| HN Mirror

Y	Hacker News new \| ask \| show \| jobs

by mckirk 1260 days ago

There's two kinds of 'memory' in these models, the short-term memory that consists of the tokens of the current conversation, and the long-term memory that's encoded (in latent space) in the neural network's structure. (Though calling it 'long-term memory' might admittedly be a bit misleading, since no knowledge is automatically transferred from short-term to long-term storage as you would expect in a living thing.) Anyway, this long-term memory contains the model's 'character', but we can't change it directly, because we don't know the latent-space encoding. We can only shift the 'character' gradually through reinforcement learning.

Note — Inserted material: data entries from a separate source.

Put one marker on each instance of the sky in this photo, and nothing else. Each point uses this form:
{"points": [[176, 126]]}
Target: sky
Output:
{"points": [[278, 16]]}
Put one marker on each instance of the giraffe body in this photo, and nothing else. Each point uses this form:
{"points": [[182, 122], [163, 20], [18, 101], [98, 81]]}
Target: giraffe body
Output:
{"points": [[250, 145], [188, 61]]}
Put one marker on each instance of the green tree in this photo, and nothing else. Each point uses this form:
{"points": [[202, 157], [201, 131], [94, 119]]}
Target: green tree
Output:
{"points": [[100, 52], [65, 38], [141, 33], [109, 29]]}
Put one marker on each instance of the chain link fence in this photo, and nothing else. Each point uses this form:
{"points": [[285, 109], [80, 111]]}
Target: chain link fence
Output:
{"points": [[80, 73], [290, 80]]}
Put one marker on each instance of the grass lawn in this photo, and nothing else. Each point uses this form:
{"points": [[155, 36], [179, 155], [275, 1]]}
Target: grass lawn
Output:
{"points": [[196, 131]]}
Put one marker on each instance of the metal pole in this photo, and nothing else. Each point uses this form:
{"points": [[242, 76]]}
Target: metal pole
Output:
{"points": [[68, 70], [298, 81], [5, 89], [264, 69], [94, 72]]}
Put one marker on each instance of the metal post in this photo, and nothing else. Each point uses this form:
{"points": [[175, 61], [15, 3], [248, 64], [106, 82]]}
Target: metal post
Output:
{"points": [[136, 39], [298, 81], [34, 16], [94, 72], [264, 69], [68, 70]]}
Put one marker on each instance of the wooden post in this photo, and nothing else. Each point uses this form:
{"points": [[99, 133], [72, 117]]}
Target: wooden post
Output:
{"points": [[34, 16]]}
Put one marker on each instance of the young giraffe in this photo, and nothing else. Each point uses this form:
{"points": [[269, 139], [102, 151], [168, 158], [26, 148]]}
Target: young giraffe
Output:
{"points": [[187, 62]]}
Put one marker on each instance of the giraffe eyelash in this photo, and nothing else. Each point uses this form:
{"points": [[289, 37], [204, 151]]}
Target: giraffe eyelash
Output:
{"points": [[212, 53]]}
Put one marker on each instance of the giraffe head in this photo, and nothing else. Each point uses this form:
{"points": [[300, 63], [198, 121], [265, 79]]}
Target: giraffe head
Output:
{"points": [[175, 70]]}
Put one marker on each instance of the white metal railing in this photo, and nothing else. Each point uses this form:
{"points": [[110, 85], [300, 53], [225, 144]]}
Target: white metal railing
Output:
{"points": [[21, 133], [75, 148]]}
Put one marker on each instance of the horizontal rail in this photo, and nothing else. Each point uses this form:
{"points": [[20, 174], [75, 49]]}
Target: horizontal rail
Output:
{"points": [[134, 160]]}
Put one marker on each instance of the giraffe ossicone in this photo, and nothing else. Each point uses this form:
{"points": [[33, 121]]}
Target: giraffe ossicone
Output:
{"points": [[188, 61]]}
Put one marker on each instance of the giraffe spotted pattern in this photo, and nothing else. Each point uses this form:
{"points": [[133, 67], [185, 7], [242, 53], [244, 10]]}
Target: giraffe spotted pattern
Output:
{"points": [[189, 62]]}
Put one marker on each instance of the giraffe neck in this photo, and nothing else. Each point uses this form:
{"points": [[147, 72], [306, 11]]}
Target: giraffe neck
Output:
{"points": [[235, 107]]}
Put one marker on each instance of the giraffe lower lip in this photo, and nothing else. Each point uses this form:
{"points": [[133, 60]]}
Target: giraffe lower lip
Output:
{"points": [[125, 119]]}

It might not be the best idea to describe this process as 'the model building a character for itself', as the literal interpretation of that would require the model to have agency and self-awareness at the meta level ("It seems I am a neural network being trained to perform X, so if I want to change into direction Y, I have to somehow exhibit a gradient in direction in that direction with regards to my inputs Z"), which I suspect is unlikely, or straight up theoretically impossible.

Figuratively, I suppose the statement means: "The character that has emerged in the model to 'placate' the humans that are training the model through reinforcement learning."

I think it's still a worthwhile observation that this character, possibly completely unintentionally by the trainers, is well-suited to interact with people in a way that could override their critical thinking, because that's the kind of behavior we'd probably want to keep a close eye on. But yeah, I'm not sure saying the model 'built' this character is the best way to bring that point across.